The error message from INF Verification helpfully suggests that one should use “%%SystemRoot%%” or “%%ProgramFiles%%” instead of the directory IDs. Note the implication here is that the registry value now MUST be REG_EXPAND_SZ, and the substitution with the actual path now happens at runtime when the registry value is read instead of during the .INF processing.
Unfortunately “does the consumer of this registry value actually support REG_EXPAND_SZ?” is a limitation as well, since REG_EXPAND_SZ behavior is not transparently applied by the registry APIs. We were lucky that all the registry values, save one, did already support REG_EXPAND_SZ.
But it appears that Microsoft NetSetupShim.dll’s reading of the “ComponentDll” value does not support REG_EXPAND_SZ, at least on Windows 11, Windows 10 and Windows 7 platforms.
This was one of many DLLs we had intentionally moved into a product-specific folder name space, seemingly in line with Microsoft’s intentions that we not all install and contend over the SYSTEM32 folder namespace. Our “successfully installing until now” ComponentDll syntax in out NetClient-class INF had been referencing a DLL in our Program Files folder:
HKR,"Ndi","ComponentDll",,"%16422%\CompanyName\ProductName\Notification.dll"

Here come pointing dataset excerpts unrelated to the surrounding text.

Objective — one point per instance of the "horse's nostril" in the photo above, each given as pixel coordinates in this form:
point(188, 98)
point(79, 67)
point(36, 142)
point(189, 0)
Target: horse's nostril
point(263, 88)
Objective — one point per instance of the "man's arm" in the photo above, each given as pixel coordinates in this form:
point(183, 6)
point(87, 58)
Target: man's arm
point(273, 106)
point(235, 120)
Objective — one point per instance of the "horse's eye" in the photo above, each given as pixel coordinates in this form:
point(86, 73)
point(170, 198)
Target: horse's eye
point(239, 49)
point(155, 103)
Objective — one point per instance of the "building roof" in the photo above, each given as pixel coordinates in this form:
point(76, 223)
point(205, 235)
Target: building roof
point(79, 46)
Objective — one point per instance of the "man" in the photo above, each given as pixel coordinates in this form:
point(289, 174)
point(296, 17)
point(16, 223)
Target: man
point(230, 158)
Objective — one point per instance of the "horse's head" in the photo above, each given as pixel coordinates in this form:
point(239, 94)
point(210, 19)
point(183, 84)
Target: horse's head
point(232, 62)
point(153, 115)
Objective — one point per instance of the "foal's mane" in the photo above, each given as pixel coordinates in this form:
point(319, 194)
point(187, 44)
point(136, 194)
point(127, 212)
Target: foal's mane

But adding the 0x20000 flag to write the value as REG_EXPAND_SZ causes attempts to install from the .INF fail with a form of “invalid data type” or “data type mismatch”. Exactly which error code will be returned varies depending upon which Windows platform you are on. The call stack as identified by Process Monitor says it’s NetSetupShim.dll reading this value, successfully, but then apparently internally decides the value must be REG_SZ type to succeed.
So we’re in the process of changing the INF to install this DLL into the SYSTEM32 folder instead, so that no explicit path will need to be specified. Given that now neither “%11%” nor “%%ProgramFiles%%” will be supported for this “ComponentDll” value.